Due to this and my past experience of my time at that school, I decided I needed a fresh start. I’d stay to do my exams, and then leave and find a new sixth form to go to. But unfortunately, during the start of the year of my GCSE exams, I relapsed. I had put on more weight since leaving hospital and because I wasn’t quite mentally there yet, I left hospital being extremely triggered by just words such as “diet” or “exercise” and with the same bad thoughts in my mind. I lost weight extremely quickly and it got to the point of another hospital admission. It was the summer of 2014 when I was told that if I didn’t start recovering now, I would end up in hospital again.
The thought of another hospital admission made my head spin. I could not miss anymore of school I told myself. This is my opportunity for a fresh start and I don’t want to mess it all up before it’s even started. Since leaving hospital, the road to recovery has been harder than I ever imagined it to be. Since everyone was watching me like a hawk when it came to food, I became dependent on self harm again and also suicidal tendencies.

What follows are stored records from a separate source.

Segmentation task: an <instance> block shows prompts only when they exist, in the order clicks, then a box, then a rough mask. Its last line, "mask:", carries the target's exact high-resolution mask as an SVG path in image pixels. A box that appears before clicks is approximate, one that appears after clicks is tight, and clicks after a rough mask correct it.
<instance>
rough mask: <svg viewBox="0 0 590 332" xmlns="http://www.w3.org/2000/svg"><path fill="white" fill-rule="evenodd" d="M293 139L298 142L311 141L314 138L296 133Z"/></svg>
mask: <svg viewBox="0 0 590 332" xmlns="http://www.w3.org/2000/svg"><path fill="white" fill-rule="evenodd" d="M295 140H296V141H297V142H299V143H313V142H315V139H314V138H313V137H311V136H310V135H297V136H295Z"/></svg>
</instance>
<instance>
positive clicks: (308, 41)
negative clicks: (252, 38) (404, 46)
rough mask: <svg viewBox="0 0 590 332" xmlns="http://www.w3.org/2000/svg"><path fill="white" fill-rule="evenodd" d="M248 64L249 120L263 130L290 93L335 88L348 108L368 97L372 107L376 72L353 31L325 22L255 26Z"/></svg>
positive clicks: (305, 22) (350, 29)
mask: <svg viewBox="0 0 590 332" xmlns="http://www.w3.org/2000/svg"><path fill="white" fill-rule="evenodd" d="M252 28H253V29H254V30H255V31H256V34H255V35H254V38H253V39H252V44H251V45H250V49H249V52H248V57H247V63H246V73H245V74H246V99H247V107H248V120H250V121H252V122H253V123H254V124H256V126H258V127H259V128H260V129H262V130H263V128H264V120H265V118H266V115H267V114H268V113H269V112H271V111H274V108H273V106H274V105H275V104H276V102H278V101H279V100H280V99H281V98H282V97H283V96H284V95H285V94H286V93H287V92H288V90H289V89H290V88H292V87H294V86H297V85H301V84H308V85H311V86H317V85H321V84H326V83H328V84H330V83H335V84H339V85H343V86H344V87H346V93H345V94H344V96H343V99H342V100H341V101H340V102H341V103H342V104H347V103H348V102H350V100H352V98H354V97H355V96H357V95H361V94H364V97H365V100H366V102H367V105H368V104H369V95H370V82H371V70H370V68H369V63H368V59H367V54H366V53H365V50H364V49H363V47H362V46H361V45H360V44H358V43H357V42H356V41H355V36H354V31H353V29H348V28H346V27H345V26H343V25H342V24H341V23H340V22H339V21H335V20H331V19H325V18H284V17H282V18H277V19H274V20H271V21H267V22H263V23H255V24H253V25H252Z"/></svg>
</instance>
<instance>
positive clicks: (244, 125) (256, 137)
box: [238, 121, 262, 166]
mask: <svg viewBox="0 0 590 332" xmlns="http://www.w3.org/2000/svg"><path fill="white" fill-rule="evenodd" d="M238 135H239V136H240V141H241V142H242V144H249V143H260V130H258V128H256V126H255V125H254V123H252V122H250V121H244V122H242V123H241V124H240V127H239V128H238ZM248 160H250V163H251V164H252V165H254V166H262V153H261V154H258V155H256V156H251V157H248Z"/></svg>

I was so determined to not be admitted back into hospital though, so I made the decision to try and recover at home. Despite the struggles of trying to force myself to eat, deal with the voices inside my head and on top of all that moving to a new school and starting A-levels, I learnt a lot more than I ever thought I would. Because this time I wasn’t being force-fed and watched every second. I wasn’t being followed to the toilet and made to sit down for an hour after every meal. This time I was doing this for myself. I knew I had to get better. I couldn’t live my life this way. I didn’t want to have another hospital admission and spend my life going in and out of wards. I hated the thought of being years behind in school and missing out on life because I spent my time refusing to eat in hospital.
I gained back the weight slowly and steadily over the next year with the help from friends and family, and my therapist at the time. During my recovery outside of hospital, I had little epiphanies along the way. Healthy didn’t mean just eating salads and nothing else. Exercise didn’t mean losing weight. I learnt to not be triggered by such words and realised that hospital never taught me how to really recover. It was something I had to teach myself. I have been recovering ever since and despite some minor setbacks I am trying to live my life to the fullest.
Even though the length of this post may suggest otherwise, I have only really just skimmed the surface of my story! This is a vague outline of the past 5 years I have been battling. There are lots of little details and aspects that I haven’t included but hope to go into more depth about in more posts.
For me, I believe that anorexia will be a part of me forever. Its had such an impact on my life and there isn’t a day that goes by where I don’t think of relapsing. I still really struggle with self harm, anorexic voices and body dysmorphia, and every day I am still fighting. Yet this is a war I am not willing lose.
To anyone else who is going through a rough patch or trying to recover, please please please never give up. There is always hope.